New strlen(3) committed
Finally, I got my strlen(3)  committed against -HEAD. This is a long story, to put it short, I had proposed assembly version of some string operations at the point of 2005, but these was never committed due to a hard disk failure, and as Bruce pointed out, having the hand optimized assembly code use a different algorithm is not good in general.
Therefore, I have take some time on it and reimplemented the idea in C, resulting in a portable (say, you can use it on any 32-bit or 64-bit processors, and it can be easily extended to 128-bit) version.
So, is it important for *YOU*?
Generally speaking, it should not. Performance sensitive programs should, by all means, avoid C style string operations. Think a 5x better strlen(3) would boost performance of your application since it uses strlen(3) in critical path? Think again!
However, I found it valuable. There is difference in worldstone, where I saw some minor improvements.
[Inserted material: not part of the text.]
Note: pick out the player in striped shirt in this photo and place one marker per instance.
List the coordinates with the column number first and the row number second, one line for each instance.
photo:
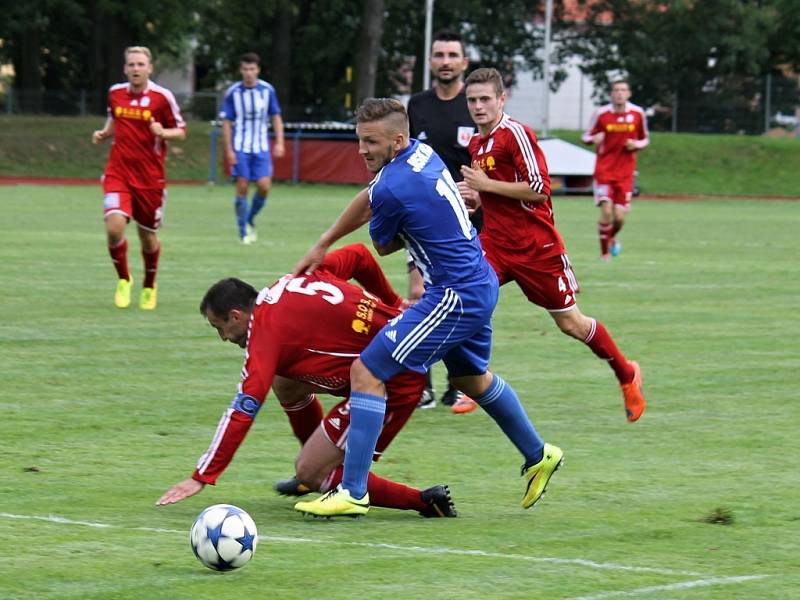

Micro-benchmark indicates that this version is at most 2x slower when the string is very short, but 5x faster for strings that is at least word-length long.
 Note: the version has been further revised to provide better comment and match style(9).
As a next step, I intend to carefully check and decide whether we should also make similar change to certain string functions that can (presumbly) benefit from similar algorithm.
So, how can a program that intends to deal with string to gain better performance?
Generally speaking: avoid C string functions, especially strlen(), strdup() and friends, always store length together with your string, if you need to do operations that would need its length information, try to align the string to match cache line, in order make it easier for processor to handle, etc.